-reprod: checkpoint reading bug and general considerations
-reprod: checkpoint reading bug and general considerations¶
The `-reprod` option is described in the manual as
-[no]reprod (no) Try to avoid optimizations that affect binary reproducibilityOn a first glance, it seems that in practice, this option
- turns off dynamic load balancing / PME tuning
- does not allow to stop between neighbor-searching steps
- checks when reading in checkpoints if the number of total/PP/PME/PP&PME ranks is consistent between the current simulation and the checkpoint
(Am I missing something?)
Bug: Currently, the last check is not correctly implemented, as checkpoint reading is performed before domain decomposition (and hence set up of PP/PME duties). Checkpoint reading will always yield a "PME rank mismatch" if the number of PME ranks was not 0 in the checkpoint file, even when explicitly setting the same number of dedicated PME ranks via command line.
Further considerations: While the upper issue can easily be fixed (probably by shifting the check from checkpoint reading to DD set up), the broader question is whether the `-reprod` option is restrictive enough. Personally, I feel that the name and the description of the `-reprod` option promises a level of (binary) reproducibility which we can't and shouldn't guarantee except under very specific constraints. If my list above is complete, it seems that simulations would hardly be binary identical when running on multiple ranks or on GPUs.
Other mentioning of `-reprod` in the manual:¶
It is generally difficult to run an efficient parallel MD simulation that is based primarily on floating-point arithmetic and is fully reproducible. By default, gmx mdrun will observe how things are going and vary how the simulation is conducted in order to optimize throughput. However, there is a “reproducible mode” available with mdrun -reprod that will systematically eliminate all sources of variation within that run; repeated invocations on the same input and hardware will be binary identical. However, running in this mode on different hardware, or with a different compiler, etc. will not be reproducible.
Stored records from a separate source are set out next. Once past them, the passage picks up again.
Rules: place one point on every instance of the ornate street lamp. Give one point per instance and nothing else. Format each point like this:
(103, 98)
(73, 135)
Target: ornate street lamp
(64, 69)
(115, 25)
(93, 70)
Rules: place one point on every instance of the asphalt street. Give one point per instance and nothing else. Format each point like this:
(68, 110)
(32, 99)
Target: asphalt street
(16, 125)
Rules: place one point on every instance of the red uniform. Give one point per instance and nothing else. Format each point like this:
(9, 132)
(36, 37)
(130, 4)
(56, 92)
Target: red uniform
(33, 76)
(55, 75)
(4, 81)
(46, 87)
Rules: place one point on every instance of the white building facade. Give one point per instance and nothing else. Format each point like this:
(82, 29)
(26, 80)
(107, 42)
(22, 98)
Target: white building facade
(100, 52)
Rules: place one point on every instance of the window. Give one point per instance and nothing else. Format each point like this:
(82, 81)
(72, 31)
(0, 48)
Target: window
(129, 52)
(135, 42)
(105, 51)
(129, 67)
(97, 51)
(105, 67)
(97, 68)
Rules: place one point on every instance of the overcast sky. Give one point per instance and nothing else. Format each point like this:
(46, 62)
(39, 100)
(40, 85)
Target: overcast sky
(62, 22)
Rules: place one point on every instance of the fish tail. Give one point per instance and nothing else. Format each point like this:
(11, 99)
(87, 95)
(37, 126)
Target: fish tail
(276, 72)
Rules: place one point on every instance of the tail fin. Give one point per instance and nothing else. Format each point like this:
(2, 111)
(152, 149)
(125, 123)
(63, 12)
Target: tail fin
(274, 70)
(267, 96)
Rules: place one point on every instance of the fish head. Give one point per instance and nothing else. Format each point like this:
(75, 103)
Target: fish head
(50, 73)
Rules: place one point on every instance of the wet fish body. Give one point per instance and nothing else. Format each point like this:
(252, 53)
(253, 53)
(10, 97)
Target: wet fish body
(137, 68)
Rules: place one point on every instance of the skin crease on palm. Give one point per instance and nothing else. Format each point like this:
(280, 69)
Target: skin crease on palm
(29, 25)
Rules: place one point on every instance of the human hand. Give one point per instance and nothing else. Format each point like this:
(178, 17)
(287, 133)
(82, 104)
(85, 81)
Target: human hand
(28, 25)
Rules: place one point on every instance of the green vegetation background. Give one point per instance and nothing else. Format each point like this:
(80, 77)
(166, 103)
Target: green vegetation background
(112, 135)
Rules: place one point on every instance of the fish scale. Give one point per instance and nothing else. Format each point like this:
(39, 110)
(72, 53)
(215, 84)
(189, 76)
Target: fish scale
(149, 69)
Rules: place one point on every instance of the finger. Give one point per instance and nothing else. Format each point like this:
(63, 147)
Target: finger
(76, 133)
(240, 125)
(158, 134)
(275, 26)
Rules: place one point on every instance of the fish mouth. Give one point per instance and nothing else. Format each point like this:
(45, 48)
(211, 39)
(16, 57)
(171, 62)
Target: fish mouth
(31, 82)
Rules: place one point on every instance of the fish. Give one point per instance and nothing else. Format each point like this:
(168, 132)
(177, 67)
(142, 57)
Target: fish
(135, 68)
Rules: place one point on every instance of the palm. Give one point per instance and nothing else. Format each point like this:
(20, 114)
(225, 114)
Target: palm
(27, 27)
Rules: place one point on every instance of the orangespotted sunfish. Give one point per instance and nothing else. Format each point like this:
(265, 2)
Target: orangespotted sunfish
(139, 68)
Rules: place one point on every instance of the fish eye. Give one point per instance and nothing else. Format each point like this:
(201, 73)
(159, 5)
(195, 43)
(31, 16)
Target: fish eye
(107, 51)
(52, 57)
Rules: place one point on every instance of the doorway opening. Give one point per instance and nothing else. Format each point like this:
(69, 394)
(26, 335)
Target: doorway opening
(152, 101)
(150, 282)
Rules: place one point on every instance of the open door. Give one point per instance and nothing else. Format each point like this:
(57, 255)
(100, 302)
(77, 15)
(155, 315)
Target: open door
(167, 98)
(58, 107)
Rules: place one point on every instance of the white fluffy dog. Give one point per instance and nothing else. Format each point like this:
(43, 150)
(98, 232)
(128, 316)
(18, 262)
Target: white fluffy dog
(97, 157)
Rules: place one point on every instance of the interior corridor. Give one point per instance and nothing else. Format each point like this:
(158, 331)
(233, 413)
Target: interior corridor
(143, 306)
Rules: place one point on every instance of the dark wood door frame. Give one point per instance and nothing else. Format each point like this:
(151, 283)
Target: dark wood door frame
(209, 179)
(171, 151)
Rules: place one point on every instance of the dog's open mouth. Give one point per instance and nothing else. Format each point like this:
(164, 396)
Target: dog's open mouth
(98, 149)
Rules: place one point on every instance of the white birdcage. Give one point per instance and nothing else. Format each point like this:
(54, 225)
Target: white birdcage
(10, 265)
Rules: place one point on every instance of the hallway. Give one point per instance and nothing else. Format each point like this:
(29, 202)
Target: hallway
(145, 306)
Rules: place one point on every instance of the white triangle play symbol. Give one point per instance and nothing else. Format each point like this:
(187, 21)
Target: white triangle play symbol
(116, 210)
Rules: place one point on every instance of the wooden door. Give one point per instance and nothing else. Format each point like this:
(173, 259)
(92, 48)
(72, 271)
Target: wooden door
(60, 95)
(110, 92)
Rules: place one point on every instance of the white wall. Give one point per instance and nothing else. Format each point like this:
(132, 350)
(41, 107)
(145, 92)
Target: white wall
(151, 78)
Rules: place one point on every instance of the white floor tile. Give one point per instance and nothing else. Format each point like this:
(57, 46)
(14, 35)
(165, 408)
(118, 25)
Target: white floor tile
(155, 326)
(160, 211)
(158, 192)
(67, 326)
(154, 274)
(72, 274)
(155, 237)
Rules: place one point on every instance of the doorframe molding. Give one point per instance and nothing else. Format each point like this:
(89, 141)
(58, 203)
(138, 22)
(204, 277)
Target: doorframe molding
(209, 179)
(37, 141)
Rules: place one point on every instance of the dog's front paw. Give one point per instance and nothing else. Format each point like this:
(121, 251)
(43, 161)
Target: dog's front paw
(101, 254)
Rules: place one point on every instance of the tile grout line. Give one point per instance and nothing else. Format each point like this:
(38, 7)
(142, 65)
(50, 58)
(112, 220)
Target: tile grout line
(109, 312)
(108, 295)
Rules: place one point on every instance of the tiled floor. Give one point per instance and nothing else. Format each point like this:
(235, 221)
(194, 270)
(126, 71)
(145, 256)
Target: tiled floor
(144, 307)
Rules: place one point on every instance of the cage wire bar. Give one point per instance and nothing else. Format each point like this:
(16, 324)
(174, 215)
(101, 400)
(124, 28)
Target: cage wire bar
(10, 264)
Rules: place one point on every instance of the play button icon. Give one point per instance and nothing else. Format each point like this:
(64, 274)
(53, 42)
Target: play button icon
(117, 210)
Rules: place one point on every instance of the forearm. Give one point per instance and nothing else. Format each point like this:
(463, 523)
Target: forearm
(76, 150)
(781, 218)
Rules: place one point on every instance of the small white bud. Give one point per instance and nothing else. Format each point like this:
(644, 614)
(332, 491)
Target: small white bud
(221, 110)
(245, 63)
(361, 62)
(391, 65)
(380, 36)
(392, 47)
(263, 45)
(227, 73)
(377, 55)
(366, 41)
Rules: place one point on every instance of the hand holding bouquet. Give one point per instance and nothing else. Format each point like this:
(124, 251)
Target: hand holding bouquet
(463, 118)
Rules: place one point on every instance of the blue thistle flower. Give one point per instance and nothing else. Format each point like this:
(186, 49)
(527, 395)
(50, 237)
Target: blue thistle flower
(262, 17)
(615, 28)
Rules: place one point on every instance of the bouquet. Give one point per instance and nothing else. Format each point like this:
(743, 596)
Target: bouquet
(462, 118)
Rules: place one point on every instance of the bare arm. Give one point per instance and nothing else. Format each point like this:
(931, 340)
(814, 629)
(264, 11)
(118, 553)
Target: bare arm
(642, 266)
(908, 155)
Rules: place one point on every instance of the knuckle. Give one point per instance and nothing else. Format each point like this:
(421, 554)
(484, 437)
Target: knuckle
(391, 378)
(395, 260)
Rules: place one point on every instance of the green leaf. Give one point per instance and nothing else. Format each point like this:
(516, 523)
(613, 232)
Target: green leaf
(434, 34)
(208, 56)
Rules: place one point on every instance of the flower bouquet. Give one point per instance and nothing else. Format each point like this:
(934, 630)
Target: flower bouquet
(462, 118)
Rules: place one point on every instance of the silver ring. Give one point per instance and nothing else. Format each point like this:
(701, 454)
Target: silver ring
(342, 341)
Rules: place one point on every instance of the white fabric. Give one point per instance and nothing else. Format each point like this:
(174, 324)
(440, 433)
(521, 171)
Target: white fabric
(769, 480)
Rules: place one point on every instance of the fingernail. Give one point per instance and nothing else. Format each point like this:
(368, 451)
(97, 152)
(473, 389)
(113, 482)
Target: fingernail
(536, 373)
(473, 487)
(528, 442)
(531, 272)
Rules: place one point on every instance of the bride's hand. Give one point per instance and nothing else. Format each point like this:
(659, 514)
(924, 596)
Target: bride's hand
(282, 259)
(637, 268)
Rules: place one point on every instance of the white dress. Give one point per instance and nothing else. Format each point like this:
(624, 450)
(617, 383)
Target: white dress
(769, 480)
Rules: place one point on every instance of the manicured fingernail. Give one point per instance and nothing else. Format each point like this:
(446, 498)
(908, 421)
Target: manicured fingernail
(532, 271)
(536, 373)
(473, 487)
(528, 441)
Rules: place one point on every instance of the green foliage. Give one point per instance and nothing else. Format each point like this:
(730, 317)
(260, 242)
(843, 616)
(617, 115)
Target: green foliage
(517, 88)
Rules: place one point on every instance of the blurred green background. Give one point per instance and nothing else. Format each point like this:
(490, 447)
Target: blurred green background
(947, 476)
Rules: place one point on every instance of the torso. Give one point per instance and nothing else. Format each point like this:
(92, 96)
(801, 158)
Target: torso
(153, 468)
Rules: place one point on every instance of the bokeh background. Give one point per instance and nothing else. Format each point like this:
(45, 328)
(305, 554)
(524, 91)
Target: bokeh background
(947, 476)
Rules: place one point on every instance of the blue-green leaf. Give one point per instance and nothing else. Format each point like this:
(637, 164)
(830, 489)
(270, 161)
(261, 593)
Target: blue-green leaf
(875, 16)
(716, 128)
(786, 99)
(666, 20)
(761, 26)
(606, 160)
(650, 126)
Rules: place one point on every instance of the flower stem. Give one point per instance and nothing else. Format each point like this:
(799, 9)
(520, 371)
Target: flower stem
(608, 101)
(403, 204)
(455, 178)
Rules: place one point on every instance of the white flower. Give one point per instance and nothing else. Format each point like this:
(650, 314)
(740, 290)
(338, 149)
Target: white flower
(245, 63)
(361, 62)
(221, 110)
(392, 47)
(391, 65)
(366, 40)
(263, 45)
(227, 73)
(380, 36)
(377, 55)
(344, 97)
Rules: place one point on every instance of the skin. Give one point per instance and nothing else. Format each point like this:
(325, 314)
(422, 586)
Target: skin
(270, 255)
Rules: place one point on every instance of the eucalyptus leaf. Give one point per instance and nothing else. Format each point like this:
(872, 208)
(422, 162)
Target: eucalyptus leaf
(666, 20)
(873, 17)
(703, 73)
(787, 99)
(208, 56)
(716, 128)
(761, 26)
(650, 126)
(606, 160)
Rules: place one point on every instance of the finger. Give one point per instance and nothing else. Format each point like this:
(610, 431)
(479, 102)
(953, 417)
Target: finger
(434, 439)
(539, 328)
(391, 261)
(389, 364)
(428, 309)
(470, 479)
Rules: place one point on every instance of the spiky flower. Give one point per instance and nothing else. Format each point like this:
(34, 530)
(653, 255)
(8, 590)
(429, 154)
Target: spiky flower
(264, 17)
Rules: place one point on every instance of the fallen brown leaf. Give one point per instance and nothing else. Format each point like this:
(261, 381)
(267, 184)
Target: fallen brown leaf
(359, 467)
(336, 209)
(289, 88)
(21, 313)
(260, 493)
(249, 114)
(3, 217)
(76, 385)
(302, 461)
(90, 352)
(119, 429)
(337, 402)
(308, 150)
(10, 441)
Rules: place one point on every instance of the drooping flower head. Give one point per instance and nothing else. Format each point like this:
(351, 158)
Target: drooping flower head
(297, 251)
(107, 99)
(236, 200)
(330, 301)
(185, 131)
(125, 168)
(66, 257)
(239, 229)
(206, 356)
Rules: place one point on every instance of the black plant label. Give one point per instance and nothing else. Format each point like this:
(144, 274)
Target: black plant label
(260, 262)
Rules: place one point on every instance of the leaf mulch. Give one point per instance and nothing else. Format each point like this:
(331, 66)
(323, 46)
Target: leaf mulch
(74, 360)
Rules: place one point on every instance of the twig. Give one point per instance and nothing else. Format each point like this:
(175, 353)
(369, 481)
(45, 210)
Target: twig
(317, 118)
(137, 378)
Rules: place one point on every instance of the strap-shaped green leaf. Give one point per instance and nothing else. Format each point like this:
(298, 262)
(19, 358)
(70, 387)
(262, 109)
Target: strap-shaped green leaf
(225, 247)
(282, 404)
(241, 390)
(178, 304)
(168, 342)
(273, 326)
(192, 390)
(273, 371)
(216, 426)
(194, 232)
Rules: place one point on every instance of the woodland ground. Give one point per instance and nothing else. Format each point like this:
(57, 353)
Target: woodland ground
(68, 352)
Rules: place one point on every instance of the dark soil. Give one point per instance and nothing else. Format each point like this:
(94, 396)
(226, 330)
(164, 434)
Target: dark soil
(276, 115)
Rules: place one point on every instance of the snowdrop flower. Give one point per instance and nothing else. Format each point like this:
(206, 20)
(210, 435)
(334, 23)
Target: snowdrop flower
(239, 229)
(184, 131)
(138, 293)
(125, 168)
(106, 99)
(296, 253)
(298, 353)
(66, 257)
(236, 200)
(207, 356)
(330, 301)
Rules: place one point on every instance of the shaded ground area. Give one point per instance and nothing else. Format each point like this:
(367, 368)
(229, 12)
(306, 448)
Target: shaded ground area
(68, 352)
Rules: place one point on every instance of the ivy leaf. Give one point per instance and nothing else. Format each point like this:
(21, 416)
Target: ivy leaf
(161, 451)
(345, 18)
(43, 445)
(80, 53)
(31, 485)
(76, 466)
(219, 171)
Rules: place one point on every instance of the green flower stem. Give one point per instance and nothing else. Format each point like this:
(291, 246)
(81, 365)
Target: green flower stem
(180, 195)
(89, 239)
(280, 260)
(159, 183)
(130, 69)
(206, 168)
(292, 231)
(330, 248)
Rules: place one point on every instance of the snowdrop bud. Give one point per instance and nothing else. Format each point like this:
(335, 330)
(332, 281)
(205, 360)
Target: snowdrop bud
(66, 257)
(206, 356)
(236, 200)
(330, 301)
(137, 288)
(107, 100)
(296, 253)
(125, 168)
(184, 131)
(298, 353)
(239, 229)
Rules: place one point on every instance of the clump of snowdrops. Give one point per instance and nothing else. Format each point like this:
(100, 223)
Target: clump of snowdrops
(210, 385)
This should normally only be used when investigating possible problems.
Section http://manual.gromacs.org/documentation/current/user-guide/managing-simulations.html#reproducibility in general, and especially¶
Further, using `gmx mdrun -reprod` will eliminate all sources of non-reproducibility that it can, i.e. same executable + same hardware + same shared libraries + same run input file + same command line parameters will lead to reproducible results.
#2 Updated by Pascal Merz 2 months ago
Summary of lunch discussion with Berk:
- MPI simulations without load balancing are in principle reproducible (depending on implementation of MPI reduction), and in practice often are (we could implement a version that fixes the order of reduction if we wanted to be sure)
- Simulations using GPU are currently not reproducible (would need some effort to write a fixed order version)
- -reprod option is useful for debugging
next steps therefore include
- make documentation unambiguous about what -reprod does
- move comparison with checkpoint data to construction of domdec to fix bug
- add assertion to disallow -reprod runs with GPU
- add GPU flag to checkpoint to check that previous run did not use GPU either
#3 Updated by Erik Lindahl about 1 month ago
Update the documentation for now - the command line option docs are correct in that we try, but it's not perfect in all cases.
We have thought a while about implementing our own fixed point accumulators, which should likely solve the GPU issue, but likely not general load balancing. This is an option meant for debugging, not as a magical solution that hides the fact that we're dealing with floating point and doing dynamic ordering - there will always be a performance penalty.